Are we done with ImageNet?
Beyer et al., 2020
Summary
- Addresses whether recent progress on ImageNet continues to represent meaningful generalization
- Assess the performance of ImageNet classifiers on new human annotations of the validation set
- Gains on new labels is substantially smaller compared to original labels
- New annotation procedure largely remedies errors in original labels
- Links: [ website ] [ pdf ]
Background
- ImageNet has long been the standard benchmark for computer vision, with its scale and difficulty resulting in general visual representations that can be used for various downstream tasks
- There are a few previous studies that identified various sources of noise and bias in ImageNet, but do not address how they might affect model accuracies
- There is also concurrent work by Tsipras et al. with slightly differing analyis and conclusions
Methods
- What’s wrong with ImageNet labels?
- Single label per image: problematic when there are mulitple objects in a single image
- Overly restrictive label proposals: particular label can seem reasonable in isolation, but less suitable when considering the complete set of all categories
- Arbitrary class distinctions: essentially duplicate labels exist (e.g. “laptop” vs. “notebook”, “sunglasses” vs. “sunglass”)

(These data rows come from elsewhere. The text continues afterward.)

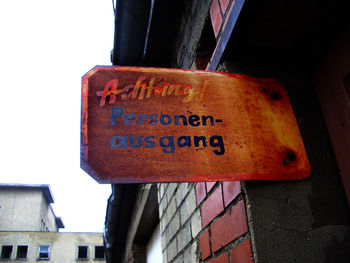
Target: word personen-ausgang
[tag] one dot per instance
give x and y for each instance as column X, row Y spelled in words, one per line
column 168, row 143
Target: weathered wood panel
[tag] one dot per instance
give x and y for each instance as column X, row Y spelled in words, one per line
column 163, row 125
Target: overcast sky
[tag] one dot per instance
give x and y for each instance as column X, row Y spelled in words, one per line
column 45, row 48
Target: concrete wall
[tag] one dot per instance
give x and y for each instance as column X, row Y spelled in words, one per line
column 300, row 221
column 24, row 210
column 63, row 246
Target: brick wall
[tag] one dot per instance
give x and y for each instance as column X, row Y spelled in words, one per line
column 180, row 222
column 225, row 235
column 204, row 222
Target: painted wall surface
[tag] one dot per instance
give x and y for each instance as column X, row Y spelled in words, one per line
column 24, row 210
column 154, row 249
column 63, row 246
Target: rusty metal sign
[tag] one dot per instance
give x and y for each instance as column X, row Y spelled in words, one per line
column 143, row 125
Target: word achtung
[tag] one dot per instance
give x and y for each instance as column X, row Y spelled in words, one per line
column 141, row 90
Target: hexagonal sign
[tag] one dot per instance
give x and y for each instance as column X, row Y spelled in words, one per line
column 142, row 125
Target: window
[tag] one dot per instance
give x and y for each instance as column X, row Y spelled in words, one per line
column 6, row 252
column 44, row 252
column 22, row 252
column 99, row 252
column 82, row 252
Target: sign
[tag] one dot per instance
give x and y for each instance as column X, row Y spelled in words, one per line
column 142, row 125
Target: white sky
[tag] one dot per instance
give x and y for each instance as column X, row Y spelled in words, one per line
column 45, row 48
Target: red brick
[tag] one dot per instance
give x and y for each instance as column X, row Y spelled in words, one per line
column 242, row 253
column 205, row 245
column 224, row 5
column 200, row 192
column 212, row 207
column 231, row 190
column 210, row 186
column 220, row 259
column 215, row 16
column 229, row 227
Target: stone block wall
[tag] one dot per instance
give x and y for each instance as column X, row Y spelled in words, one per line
column 204, row 222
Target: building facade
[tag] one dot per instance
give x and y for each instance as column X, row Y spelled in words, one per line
column 303, row 45
column 29, row 229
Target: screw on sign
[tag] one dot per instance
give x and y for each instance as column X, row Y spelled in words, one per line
column 142, row 125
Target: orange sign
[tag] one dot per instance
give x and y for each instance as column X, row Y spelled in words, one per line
column 143, row 125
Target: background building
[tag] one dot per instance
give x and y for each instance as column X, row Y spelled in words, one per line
column 303, row 45
column 29, row 229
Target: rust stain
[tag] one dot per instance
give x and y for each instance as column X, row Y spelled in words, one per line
column 166, row 125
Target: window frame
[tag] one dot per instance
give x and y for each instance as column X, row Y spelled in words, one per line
column 104, row 254
column 18, row 249
column 2, row 252
column 48, row 252
column 87, row 253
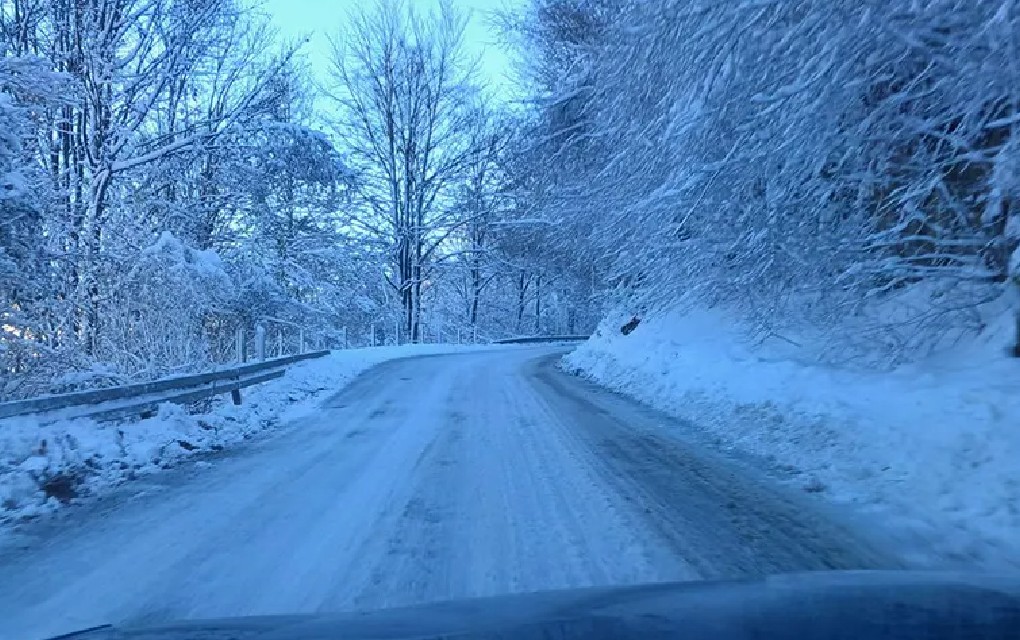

- Relabeling the ImageNet validation set
- Collect proposals using set of 19 models, in addition to original label
- Human evaluation of propsed labels, whether or not label is present in image or unsure
- ReaL accuracy: model’s top-1 prediction is considered correct if included in set of Reassessed Labels
Results
- Regressing ImageNet accuracy onto ReaL accuracy results in strong linear relationship with lower slope for higher performing models
- Original ImageNet labels obtain 90% ReaL accuracy, which is already surpassed by a few models – indicating possible diminishing utility of ImageNet accuracy as an evaluation metric
- Models’ second and third prediction’s accuracies are correlated with their top prediction’s ReaL accuracy
- Looking images with multiple objects or with synonym labels shows that top performing models on ImageNet are overfitting to the biases in the labeling procedure
- Evaluation using ReaL labels decreases the number false negatives, but it’s still non-zero
- Using a training objective that allows multiple non-exclusive predictions for a single image improves both ImageNet and ReaL accuracy
- Use top perfoming models, which surpass original ImageNet labels on predicting human preferences, to filter noise in original labels also helps performance, especially for longer trainings
- Combining this with the new training objective results in minor improvements
Conclusion
- Addressing the limitations of the original ImageNet labels seems to provide an improved evaluation metric that better aligns with human judgements
- More generally, it is important not to focus solely on a single metric and continuously verify that the metrics used actually serve as a good proxy
- Unclear whether modified training setups decrease the amount of “clear mistakes”